Update from Sandpoint, ID

Got a late start this morning after it took almost a half hour wait to get my order of breakfast at Catalyst Espresso where I had eaten at yesterday. They were nice about it though and didn’t charge me so I couldn’t be too upset.

I managed to get out on the road at 10:30AM which I didn’t mind very much because I didn’t have very far to go today – just north 200 miles to Sandpoint, ID.

I got on 93N instead of I90W and within 15 miles, I wished I hadn’t as I ploughed straight into a heavy construction zone. I had reminiscences of Alaska as we followed a pace car through about 10 miles of the worst bits. There was plenty of non-pavement, gravel and some muddy sections. It wasn’t too bad though and could keep a good pace through it all. When it was finally over, I pulled over into a vacant parking lot to unpack my tailbag and bring out my fleece lined winter gloves.

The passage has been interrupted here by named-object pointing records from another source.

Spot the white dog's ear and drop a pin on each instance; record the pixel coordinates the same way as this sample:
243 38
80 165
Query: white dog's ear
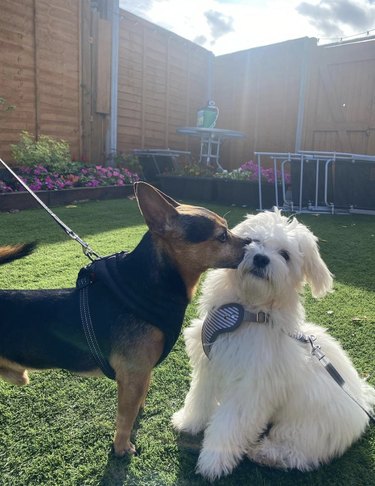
315 270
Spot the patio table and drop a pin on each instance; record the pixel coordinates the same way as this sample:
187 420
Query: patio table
210 141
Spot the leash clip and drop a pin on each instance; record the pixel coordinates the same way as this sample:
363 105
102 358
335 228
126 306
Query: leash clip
316 349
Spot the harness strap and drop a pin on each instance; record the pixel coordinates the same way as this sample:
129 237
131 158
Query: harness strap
83 285
328 366
229 317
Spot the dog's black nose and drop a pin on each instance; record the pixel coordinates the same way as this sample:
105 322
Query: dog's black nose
261 261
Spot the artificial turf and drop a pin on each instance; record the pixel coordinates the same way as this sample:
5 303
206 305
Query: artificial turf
58 430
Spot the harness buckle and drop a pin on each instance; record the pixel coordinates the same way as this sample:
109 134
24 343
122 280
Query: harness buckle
261 317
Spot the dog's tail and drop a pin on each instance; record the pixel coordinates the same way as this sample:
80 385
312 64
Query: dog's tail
13 252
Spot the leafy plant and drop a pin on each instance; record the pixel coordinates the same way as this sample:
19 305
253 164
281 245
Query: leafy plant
249 172
46 150
127 161
195 169
74 174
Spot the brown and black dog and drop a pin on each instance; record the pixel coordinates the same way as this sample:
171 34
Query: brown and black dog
137 316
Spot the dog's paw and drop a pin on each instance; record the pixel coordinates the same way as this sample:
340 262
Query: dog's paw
124 450
185 422
213 464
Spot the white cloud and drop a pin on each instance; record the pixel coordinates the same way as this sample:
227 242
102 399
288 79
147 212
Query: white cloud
224 26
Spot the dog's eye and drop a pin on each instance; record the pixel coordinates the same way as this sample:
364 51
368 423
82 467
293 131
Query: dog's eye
285 255
223 237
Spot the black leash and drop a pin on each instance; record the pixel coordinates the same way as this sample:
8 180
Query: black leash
87 250
82 284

It hadn’t been to cold when I got out of the hotel but now it as freezing. It had started to rain as soon as I had left Missoula. I plugged in my heated vest and put on the gloves. For some reason the gloves kept feeling bulky and clumsy and I didn’t very much like wearing them even though I’ve worn them in the past without any problem.

I rode about 50 more miles before swapping them back with my Helds. My vest was keeping my core warm enough that I didn’t mind my hands getting a bit cold.

By this time I was on MT-200 and about 110 miles from Sandpoint. I figured I’d break it up into two parts and stop once along the way for lunch. The route turned out to mostly connect multiple fishing towns though and I didn’t see any interesting places to stop at. When I saw that I was only about 30 miles away from my destination, I decided to keep going even though it was getting past lunchtime and I could feel a bad headache coming on.

I made it to Sandpoint by 3 and stopped in the downtown area to get lunch – a blackened catfish po’ boy sandwich with a creamy broccoli soup and some decaf cappuchino.

I spent a good part of an hour agonizing over whether I should stop there for the night as I had planned or keep going. After having taken a day off from riding I wanted to keep going and not just stop. The 200 miles seemed like a teaser and I needed more. Also, if I stopped there, it would bring me to Seattle on Monday morning whereas if I kept going I might be able to make it there on Sunday night.

On the other hand, I had agreed to meet up with Jake in Sandpoint and there was no way he could catch up with me if I went another 150 miles further. I had my doubts whether he would catch up with me anyway seeing as he was in Big Timber, MT that morning and headed up to Glacier before turning west to Idaho, but it was the principle of the thing. I also didn’t want to rush through the last two day of my ride and see nothing but interstate. I’ve ridden through almost all of Washington except for the northeast part and now was an excellent chance to see it.

It was a really hard decision to make. Seattle was so close by I could almost smell the coffee. If I just got on I90 and kept going for 6 hours, I could make it home by midnight, see my cat again and spend Sunday with my boyfriend. Of course I knew that he would never let me live it down if I did this and besides it would go against the spirit of this ride, so with a heavy heart I decided to stick to plan and find a place to spend the night.

I was starting to feel really tired too so it seemed like the best thing to do even though I wasn’t happy about it.

After Missoula I got a sticker shock when I started calling around to find a place to stay. This being a resort town nothing was under $150. I finally found a Motel 6 for $57 although it was 2.5 miles away from downtown. When I got there they gave me a room for $45 because the airconditioning was broken, which I didn’t mind at all. Score!

It was also one of the nicest Motel 6 locations I have stayed at. I flopped down on the bed and slept for 2 straight hours.

When I woke up, it was about 6:30PM – I had crossed back over into Pacific Standard Time. I got on the bike and started towards downtown. To my disappointment, everything was closed and the place was a ghost town. I managed to find a cool 1920s mobster themed tapas bar that also served sushi. I got some very good decaf french press coffee and gyoza and a Black Widow roll.

After dinner, I rode back to the motel, stopping on the way to get gas. I pondered over what else to do but there weren’t very many options. Everything was closed except for the nightclubs. I could go to one of those but I wouldn’t be able to drink because I had to ride back. There was a big music festival in the park but it was outdoors and cold and rainy, not to mention sold out.

My evening appeared to have come to an abrupt end and I’m pretty sure that I’ll get the hell out of here tomorrow morning and start heading home.